As someone who reads, researches, and writes about history, I feel a bit of a responsibility. The "lessons of the past" are often very powerful explanatory tools in the present. Lots of people rely on an understanding of history to inform their ideas about what is happening today. Many public figures (politicians, business leaders, cultural influencers) use their interpretations of the choices, actions, and intentions of people in the past to decide what to do in the present. Or at least, to justify what they do in the present. I'm often unsure how much is real and how much rhetorical, when politicians call on historical precedents. And don't even get me started on the Supreme Court!
In any case, I feel like there's a bit at stake, when history is misused to support choices that are obviously NOT consistent with the justifications given. That's not to say that people can't have disagreements about what is important in the past and what it meant. Or even about what happened. But this reasonable disagreement is short-circuited when a very simple position is taken and then someone will argue that it MEANS something they want to promote. For example, "America was conceived as a Christian nation and so we should outlaw abortion". Or "America was explicitly established as a secular nation and so we should tax churches." The historical reality is more complicated than that. America was NOT explicitly established as a religious or a secular nation. There are indications that many of the founders were not particularly orthodox in their beliefs. Jefferson rewrote the New Testament with no miracles in it. Several patriots were apparently also deists. The head of state was not also the head of an established church, as was the case in Britain. But on the other hand, the states were not all required to immediately break the bond between church and state. Massachusetts didn't disestablish the Puritan (Congregational) Church until January 1, 1834! And even after that late date, people were convicted and imprisoned for blasphemy!
So I get a bit annoyed, when these types of overly simplistic claims are made to justify whatever position someone wants to take in the present. And as I mentioned, I have a real problem with the way America's highest court dances around pretending to get inside the heads of the founders; or even assuming that's how they should be doing their job. That's probably a post for another day. For today, I feel like it ought to be at least a small part of what I do here, to weigh in on things people are saying about history. In the past, I used to make YouTube reaction videos where I'd discuss things others were posting. I've read several historical Substacks and I've commented on some. Often it's just to add a point or call the author's attention to details they may not have considered. To date, I haven't engaged in full-on debunking, partly because I don't think there's as much nonsense on Substack as there might be on other platforms.

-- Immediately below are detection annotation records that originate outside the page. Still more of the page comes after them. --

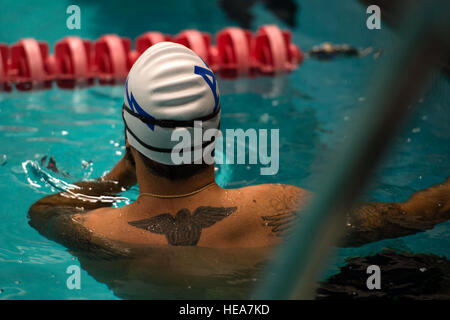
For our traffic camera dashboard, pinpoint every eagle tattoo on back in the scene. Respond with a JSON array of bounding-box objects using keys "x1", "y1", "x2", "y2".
[{"x1": 128, "y1": 206, "x2": 237, "y2": 246}]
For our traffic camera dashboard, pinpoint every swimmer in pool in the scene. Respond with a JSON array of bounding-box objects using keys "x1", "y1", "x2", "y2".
[{"x1": 29, "y1": 42, "x2": 450, "y2": 250}]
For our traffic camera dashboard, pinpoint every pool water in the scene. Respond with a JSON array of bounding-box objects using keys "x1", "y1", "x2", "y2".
[{"x1": 0, "y1": 0, "x2": 450, "y2": 299}]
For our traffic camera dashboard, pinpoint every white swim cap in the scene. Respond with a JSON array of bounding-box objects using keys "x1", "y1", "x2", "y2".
[{"x1": 123, "y1": 42, "x2": 220, "y2": 165}]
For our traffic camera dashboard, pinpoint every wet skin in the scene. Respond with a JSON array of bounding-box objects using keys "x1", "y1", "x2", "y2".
[
  {"x1": 29, "y1": 149, "x2": 450, "y2": 299},
  {"x1": 29, "y1": 150, "x2": 450, "y2": 249}
]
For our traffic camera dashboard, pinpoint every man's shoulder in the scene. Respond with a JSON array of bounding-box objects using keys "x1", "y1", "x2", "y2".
[{"x1": 234, "y1": 183, "x2": 311, "y2": 207}]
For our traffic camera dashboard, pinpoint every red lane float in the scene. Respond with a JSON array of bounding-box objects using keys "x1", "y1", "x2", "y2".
[
  {"x1": 216, "y1": 27, "x2": 253, "y2": 78},
  {"x1": 173, "y1": 30, "x2": 211, "y2": 64},
  {"x1": 252, "y1": 25, "x2": 303, "y2": 75},
  {"x1": 0, "y1": 25, "x2": 303, "y2": 91},
  {"x1": 47, "y1": 37, "x2": 95, "y2": 89},
  {"x1": 8, "y1": 38, "x2": 53, "y2": 91},
  {"x1": 94, "y1": 34, "x2": 131, "y2": 84},
  {"x1": 0, "y1": 43, "x2": 11, "y2": 91}
]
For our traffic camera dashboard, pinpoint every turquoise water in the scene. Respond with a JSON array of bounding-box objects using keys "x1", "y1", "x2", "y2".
[{"x1": 0, "y1": 0, "x2": 450, "y2": 299}]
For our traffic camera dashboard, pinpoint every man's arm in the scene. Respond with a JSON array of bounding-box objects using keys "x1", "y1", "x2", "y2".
[
  {"x1": 28, "y1": 149, "x2": 136, "y2": 232},
  {"x1": 261, "y1": 178, "x2": 450, "y2": 247},
  {"x1": 342, "y1": 178, "x2": 450, "y2": 247}
]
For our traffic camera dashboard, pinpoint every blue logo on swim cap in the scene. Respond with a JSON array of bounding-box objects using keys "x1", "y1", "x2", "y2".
[
  {"x1": 194, "y1": 65, "x2": 219, "y2": 112},
  {"x1": 125, "y1": 78, "x2": 155, "y2": 131}
]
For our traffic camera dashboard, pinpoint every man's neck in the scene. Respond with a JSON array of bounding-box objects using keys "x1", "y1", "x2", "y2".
[{"x1": 136, "y1": 166, "x2": 214, "y2": 195}]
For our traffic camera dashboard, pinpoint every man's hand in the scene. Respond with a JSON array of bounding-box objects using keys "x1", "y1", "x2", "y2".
[
  {"x1": 28, "y1": 148, "x2": 136, "y2": 234},
  {"x1": 343, "y1": 178, "x2": 450, "y2": 247}
]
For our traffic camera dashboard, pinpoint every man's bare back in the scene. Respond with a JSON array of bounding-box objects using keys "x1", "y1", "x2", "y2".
[{"x1": 29, "y1": 151, "x2": 450, "y2": 251}]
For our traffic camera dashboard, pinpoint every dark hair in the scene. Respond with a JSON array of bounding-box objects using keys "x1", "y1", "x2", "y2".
[{"x1": 126, "y1": 148, "x2": 210, "y2": 180}]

But there IS a bit of weirdness, that as a historian I have been a bit uncomfortable with. I'm talking about the way the biggest history-related Substack, written by my former mentor, has seemed to devolve into a talking-points-memo for the Blue Team. Also some of the stuff I'm seeing from
and his colleagues at Canadian Patriot and the Rising Tide Foundation. I've been dipping into their content occasionally. There's a lot of it; this seems to be a very well-funded and prolific operation. And the production values are pretty high. So it seems like they might be taken seriously and believed, which I think could be problematic.One of the biggest issues I have with the stuff I've looked at so far is the strange mix of apparently well-sourced statements on the one hand and completely unsupported claims on the other. Ehret, like his teacher Lyndon Larouche, calls on events and people that aren't common knowledge and tries to tie them together in novel ways. I have been interested in some of the people, and curious about the claims Ehret and Larouche have made about them. But I'm confused about the world-view that seems to inform the way they have organized the past into an eternal battle between good guys (the Platonic Humanists, if I understand it) and bad guys (the Aristotelian Oligarchs). I have been a bit surprised, I have to admit, by some of the folks they have put on the good guys team or the bad guys. And there’s a lot of emotion.
There's a passage at the end of a long Larouche article from the late 1970s, where he concludes, "The history of mankind...is the history of reason's struggle against the oligarchical principle of unreason. Not to be a Neoplatonic humanist today is to be morally not a member of the human species." This isn't a compelling advertisement for the type of history I think these people are going to produce. There's another passage in this same article, where Larouche says, "The cleverest way, psychologically, in which to hide a secret is to divert the investigator down a tiring trail toward a false discovery. His own efforts convince him either that he has found a secret through great energy and cleverness on his own part, or, if the secret he seeks appears still but to barely elude his grasp, he values all the more his continued course of misdirection." (both quotes from "The Secret Known Only to the Inner Elites", The Campaigner, May-June 1978). I'm reminded of advice I received as a rookie salesman long ago, that to convince a customer one could either "dazzle them with brilliance or baffle them with bullshit."
I'm not saying everything these Canadian Patriots say is bullshit. But I get suspicious when I see broad generalizations and claims made that the author just expects the reader to accept without either evidence or a compelling argument. I'm unsure, however, how to proceed. Does it make any sense, chasing them down their rabbit hole? The whole worldview is head-spinningly at odds with...well, history. Again, that's not to say that the Master Narrative is correct. I'm probably more prone to reflexively challenging mainstream history than anyone you'll meet. But that doesn't mean that any idea that challenges the mainstream is equally valid. Whig History, or Hegelian or Marxist teleology, for other examples.
The question I'm struggling with, I guess, is whether to intervene? How popular is this site? How many people, not knowing anything about any of these historical figures like Ruskin (who was a legitimate weirdo and inspired Cecil Rhodes) or Isaac Newton (whom they say was a "fake" scientist who plagiarized the real ones), will take their word for it? What conclusions will people draw about the present and what we should do in it? Is this just a crazy but ineffectual little crank movement, like Ayn Rand's Objectivists in the 80s? Or is this alternate history gaining momentum?
In contrast to the U.S., Canada, where I live, has not defined itself by disputes over religion. From colonial days, English speakers were nearly universally members of Protestant creeds and French speakers members of the Catholic Church. They formed our "two solitudes", co-existing without warfare but with tension from the past apparent. Increasingly, though, with immigration coming from nations which are neither Protestant nor Catholic, we are becoming more pluralistic, though not without objections from nationalist racists.
Plus organized religion has taken hits in popularity, most chiefly with the recognition of its denial of the humanity of Indigenous peoples in the residential school system (and the physical and mental abuse related to that), although America did its fair share in that line as well.